Before diving into tweaks you can make to make your thank you pages more effective, you might want to consider the user’s context and their stage in their journey. What would be the logical next step to guide them to?

Here are five common scenarios to consider.

1. After they request more information

Higher education is one of the few industries lucky enough to have enough built-in demand that many prospective students will respond positively to a vague call-to-action like “request more information.” It’s just what you do when you’re on the website of a college you are interested in attending.

After downloading that information, students want to know the next step in the process, what will be expected of them, and any other resources that your school can provide that will help them continue the process. Provide it.

2. When they download a top-of-funnel content offer

Once a prospective student downloads any eBooks, guides, or other content offered on your university website, they are likely still in the Awareness stage of their journey, and not yet sold on attending your University or even that they need to pursue a new degree.

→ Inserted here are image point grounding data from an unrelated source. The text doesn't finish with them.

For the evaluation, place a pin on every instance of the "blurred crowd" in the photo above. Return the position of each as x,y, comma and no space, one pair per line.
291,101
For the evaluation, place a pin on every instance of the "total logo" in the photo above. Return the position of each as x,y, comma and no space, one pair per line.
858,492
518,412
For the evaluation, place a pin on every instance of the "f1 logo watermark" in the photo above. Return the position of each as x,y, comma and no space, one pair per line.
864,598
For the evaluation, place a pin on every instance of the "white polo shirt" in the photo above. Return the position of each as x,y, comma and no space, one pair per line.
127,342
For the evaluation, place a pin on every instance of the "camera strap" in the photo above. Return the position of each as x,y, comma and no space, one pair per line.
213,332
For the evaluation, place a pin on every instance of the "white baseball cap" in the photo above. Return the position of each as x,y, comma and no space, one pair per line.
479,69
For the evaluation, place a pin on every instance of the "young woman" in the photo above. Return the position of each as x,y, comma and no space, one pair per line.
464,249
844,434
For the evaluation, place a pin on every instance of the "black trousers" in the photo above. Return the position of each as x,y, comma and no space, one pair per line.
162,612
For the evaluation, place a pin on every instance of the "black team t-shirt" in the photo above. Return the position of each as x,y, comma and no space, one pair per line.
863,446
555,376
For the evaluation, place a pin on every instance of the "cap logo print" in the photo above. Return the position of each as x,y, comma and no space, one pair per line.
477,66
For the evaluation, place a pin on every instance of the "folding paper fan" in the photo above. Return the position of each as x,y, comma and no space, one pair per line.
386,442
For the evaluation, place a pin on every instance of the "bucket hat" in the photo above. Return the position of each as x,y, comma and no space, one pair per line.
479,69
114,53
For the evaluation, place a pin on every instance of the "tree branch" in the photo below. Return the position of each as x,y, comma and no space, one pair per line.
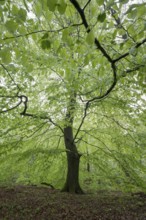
127,53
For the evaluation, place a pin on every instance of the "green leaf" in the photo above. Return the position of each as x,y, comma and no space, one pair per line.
100,2
133,51
124,1
11,26
45,36
62,6
90,37
5,56
45,44
22,14
51,4
102,17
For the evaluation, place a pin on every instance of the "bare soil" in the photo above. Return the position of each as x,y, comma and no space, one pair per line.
42,203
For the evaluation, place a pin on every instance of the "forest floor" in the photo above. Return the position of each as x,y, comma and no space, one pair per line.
41,203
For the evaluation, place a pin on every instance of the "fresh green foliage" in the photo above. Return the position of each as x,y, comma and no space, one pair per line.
49,53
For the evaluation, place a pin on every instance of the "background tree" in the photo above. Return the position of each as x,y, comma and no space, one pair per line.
72,73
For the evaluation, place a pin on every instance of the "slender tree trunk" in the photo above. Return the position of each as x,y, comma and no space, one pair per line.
73,160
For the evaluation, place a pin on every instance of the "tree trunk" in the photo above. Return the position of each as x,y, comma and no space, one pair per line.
73,159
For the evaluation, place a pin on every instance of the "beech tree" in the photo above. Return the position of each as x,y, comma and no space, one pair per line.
65,64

Take advantage of this opportunity to bringing their attention to the value of a degree, and how it will help them further advance their career goals.

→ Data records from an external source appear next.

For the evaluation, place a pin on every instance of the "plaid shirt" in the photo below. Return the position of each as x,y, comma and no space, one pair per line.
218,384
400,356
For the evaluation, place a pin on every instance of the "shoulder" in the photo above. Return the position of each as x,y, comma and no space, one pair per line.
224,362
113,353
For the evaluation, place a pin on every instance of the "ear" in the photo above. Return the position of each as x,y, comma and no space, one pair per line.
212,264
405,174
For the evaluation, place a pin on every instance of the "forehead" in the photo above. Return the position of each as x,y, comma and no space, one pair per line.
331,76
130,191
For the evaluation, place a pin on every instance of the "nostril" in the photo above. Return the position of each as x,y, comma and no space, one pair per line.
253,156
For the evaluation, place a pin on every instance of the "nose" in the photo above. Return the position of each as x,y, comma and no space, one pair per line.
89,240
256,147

3. When they subscribe to email lists or newsletters

When someone subscribes to your University’s blog or newsletter, consider the context that brought them there. Are they a prospective student intrigued by a club, or alumni who want to stay up to speed with their alma mater’s latest happenings?

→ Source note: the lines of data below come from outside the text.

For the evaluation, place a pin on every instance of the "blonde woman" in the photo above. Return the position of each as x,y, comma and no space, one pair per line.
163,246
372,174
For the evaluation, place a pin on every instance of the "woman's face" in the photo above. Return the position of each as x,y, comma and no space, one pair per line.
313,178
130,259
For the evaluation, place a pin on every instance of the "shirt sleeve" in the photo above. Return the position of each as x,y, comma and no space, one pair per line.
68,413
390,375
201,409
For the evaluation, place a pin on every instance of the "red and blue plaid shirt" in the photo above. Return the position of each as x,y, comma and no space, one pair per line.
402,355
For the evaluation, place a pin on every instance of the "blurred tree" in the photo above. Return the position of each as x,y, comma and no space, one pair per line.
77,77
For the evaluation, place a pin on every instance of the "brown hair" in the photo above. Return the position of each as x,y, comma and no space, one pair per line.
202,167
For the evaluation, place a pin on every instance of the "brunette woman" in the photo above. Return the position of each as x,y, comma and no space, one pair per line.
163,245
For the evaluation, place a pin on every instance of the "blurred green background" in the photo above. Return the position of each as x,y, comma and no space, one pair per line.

If you were clever enough to include a “Best Describes Me” dropdown field on your form that identifies the user’s persona, you can use this information to personalize the content of the thank you page to appeal to the interests of each different audience. This approach could allow you to prompt prospective students to visit campus after they subscribe, or to encourage your alumni to donate.

4. When they register for an on-campus event

A campus visit is a sure sign that a prospective student is considering applying to your college or university, and may be the make or break experience that will ultimately determine if they will enroll at your school or somewhere else.

To increase the odds that their experience will be a positive one, consider outlining a list of ways to get the most out of their experience, or provide them with a downloadable checklist of “must see” places to go while on campus.

5. After they apply

A thank you page following submission of an application to your university is crucial. This will be an opportunity to show sincere appreciation and to share more helpful information about the next steps in the process.

Consider explaining in detail what the new applicant can expect next, and try answering some of the most commonly asked questions during this stage of the process. If you offer an application status check, share the link here and tell them when it will be appropriate to come back to review.

This will help alleviate any anxiety the applicant might be experiencing, and also reduce the volume of support calls and status checks your admissions department will receive.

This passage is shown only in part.